La prévention constitue un autre axe prioritaire. Les spécialistes rappellent que l’hypertension artérielle et le diabète demeurent les principales causes de l’insuffisance rénale chronique. Un dépistage précoce, reposant sur la mesure de la tension artérielle, la recherche de protéines dans les urines et le dosage de la créatinine sanguine, permet de détecter précocement les atteintes rénales et de retarder leur évolution.
La SONEMA a enfin demandé l’accélération du projet de transplantation rénale. Si le conseil d’administration du CHU du Point G avait adopté un premier projet de greffe dès février 2005 et que le Mali s’est doté, en juin 2009, d’une loi encadrant le prélèvement et la transplantation d’organes, la mise en œuvre effective du programme reste en attente.

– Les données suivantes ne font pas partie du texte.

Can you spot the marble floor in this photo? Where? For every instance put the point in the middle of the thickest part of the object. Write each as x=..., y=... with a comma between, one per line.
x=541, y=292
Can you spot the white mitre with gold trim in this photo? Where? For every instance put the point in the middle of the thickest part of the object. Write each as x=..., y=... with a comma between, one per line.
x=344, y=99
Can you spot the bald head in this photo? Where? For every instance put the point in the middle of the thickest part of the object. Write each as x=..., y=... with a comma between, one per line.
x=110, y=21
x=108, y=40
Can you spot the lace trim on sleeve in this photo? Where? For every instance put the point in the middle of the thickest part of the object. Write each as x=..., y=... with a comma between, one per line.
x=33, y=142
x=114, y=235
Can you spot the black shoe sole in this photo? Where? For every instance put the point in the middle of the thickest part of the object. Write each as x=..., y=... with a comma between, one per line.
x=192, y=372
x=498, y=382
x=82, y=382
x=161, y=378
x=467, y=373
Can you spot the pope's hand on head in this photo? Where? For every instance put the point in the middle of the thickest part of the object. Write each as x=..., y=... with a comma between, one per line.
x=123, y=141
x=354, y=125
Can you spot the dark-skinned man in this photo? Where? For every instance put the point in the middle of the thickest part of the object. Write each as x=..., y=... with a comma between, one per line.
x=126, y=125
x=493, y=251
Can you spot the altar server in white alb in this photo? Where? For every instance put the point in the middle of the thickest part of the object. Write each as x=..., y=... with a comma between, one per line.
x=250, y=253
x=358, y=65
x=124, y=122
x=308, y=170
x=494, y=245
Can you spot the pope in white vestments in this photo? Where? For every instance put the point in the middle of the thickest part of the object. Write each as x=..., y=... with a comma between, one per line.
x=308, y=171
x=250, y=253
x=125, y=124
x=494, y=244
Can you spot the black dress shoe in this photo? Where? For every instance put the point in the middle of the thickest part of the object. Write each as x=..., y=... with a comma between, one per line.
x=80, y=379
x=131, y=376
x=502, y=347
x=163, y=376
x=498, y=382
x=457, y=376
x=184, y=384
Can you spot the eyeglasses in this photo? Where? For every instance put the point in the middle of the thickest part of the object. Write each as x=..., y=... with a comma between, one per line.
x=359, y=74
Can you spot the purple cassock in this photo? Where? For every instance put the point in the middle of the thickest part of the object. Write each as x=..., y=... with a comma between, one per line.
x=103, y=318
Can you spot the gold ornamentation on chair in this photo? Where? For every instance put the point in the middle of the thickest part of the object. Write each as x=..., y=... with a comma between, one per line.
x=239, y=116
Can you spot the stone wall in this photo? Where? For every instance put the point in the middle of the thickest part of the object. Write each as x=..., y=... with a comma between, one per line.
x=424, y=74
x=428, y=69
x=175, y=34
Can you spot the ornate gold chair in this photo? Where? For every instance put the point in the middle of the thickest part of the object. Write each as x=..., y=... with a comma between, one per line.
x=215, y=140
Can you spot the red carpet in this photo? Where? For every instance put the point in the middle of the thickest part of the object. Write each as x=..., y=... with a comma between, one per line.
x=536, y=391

Les études préparatoires avaient pourtant identifié les principaux besoins : formation d’équipes multidisciplinaires, acquisition d’équipements spécialisés, développement des analyses de compatibilité et disponibilité durable des traitements immunosuppresseurs. Plusieurs patients maliens ont déjà été préparés au CHU du Point G avant d’être greffés à l’étranger puis suivis à leur retour.
À l’issue de la rencontre, la ministre de la Santé a insisté sur le renforcement de la prévention, de l’information des populations, du suivi des malades et de la collecte des données sanitaires. Elle a également appelé à une meilleure coordination entre les établissements hospitaliers, les spécialistes, les associations de patients et les autres acteurs du secteur afin d’améliorer durablement la prise en charge des maladies rénales au Mali.